Jetzt muss ich einen Fragebogen zum Thema Arbeit und Gesundheit ausfüllen. Okay. Mach ich. Arbeiten will hier wohl keiner.

Gleich danach bekomme ich noch Informationen zum Arbeitsschutz. Hm, okay. Aber seien wir mal ehrlich: In meinem Beruf kenne ich mich aus. Mir muss so ein Leihdantler nicht erzählen, wo ich aufpassen muss. Ganz verschattet in der Birne bin ich auch nicht. Aber bitteschön. Ich bin friedlich. Ich …. wollen wir arbeiten?

Ne. Erstmal kriege ich eine Schulung für …. bidde für was? AGG? Allgemeines Gleichstellungsgesetz? Kein Witz. Ich kriege ne Schulung mit Teilnehmern und einem Test, ob ich verstanden habe, dass ich wegen meines dicken Bauchs benachteiligt werden darf, aber wegen meiner lockigen Haare nicht. Ich fange langsam an, darüber nachzudenken, wer sich so einen Scheiß ausdenkt. Ich würde ja gerne mal produktiv sein aber ….

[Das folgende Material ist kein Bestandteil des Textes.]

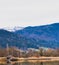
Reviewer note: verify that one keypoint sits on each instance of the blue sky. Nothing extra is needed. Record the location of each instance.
(28, 12)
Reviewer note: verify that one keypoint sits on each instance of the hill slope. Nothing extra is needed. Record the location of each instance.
(32, 37)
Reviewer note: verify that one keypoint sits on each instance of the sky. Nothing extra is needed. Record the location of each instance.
(28, 12)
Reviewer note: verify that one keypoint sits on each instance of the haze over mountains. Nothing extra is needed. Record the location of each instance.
(32, 37)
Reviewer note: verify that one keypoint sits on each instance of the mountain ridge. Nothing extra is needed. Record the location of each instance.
(32, 37)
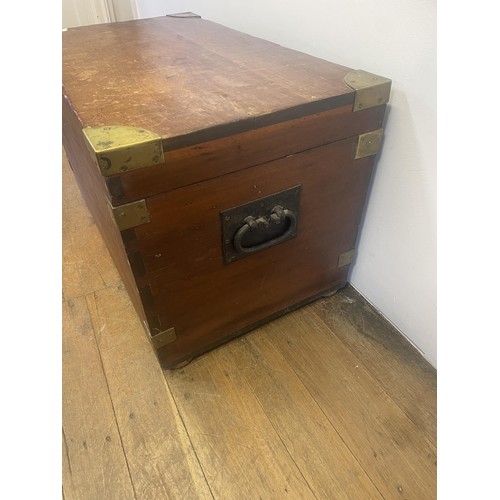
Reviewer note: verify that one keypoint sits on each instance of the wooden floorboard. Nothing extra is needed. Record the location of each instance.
(94, 464)
(327, 402)
(393, 451)
(398, 367)
(238, 448)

…. jetzt bekomme ich erstmal eine Einführung in Urlaubsscheine und Gleitzeitscheine. Leuteeeeee, ich hab noch nix gearbeitet, aber wie man Urlaub nimmt weiß ich jetzt. Außerdem ist es völlig klar, dass man erst den Kunden fragt, dann den Schein ausfüllt, und dann von der Arbeit fern bleibt. Sag meeeerkt ihr noch was? Arbeiten?

Kein Flachs: Jetzt geht’s um die Arbeit. Ich …… ich ……. ICH soll den Einsatz bewerten. Die Zeitarbeitsfirma möchte eine Einsatzbeurteilung von mir. Gut. Aber nicht heute. Weil …. hier wird nix gearbeitet. Und vom Kunden kenne ich nur den Kaffee ….. und der war gut.

So, jetzt kommt das Merkblatt für Leiharbeiter. Jo. Das kenne ich schon. Kannste direkt abhaken, wenn wir jetzt Geld verdienen wollen.

Natürlich geht’s nicht zur Arbeit. Es gibt erstmal ein Antragsformular für Aus- und Weiterbildung. Ich lese es schon nicht mehr durch. Ich unterschreibe und bin eh schon fix und fertig. Wo war nochmal der Urlaubsschein?

Jetzt geht’s erstmal um die Branchenzuschläge. Was ist das, wie funktioniert das. Einen Test muss ich glücklicherweise nicht schreiben. Verstanden …? Na, die Zeitfirma wird schon wissen wie man da was ausrechnet. Ich fang da jetzt nicht auch noch an. Meine Güte ….. ich mag nach Hause. Ich mag nimmer. Echt net.

So. Und jetzt kommt das Empfehlungsformular. Empfehlungsformular? Empfehlungsformular? Alter! Das war Folter! Das empfehle ich doch niemanden! Bist Du deppert? Das ist ja Wahnsinn hier. Nix wird gearbeitet, aber Papier abheften, das könnt ihr.

Wenn ihr fertig seit mit eurem Scheiß, und arbeiten wollt, dann könnt ihr ja mal durchklingeln. Handynummer habt ihr ja!

Alter, ich scheiß die Wand an! Ich geh nach Hause.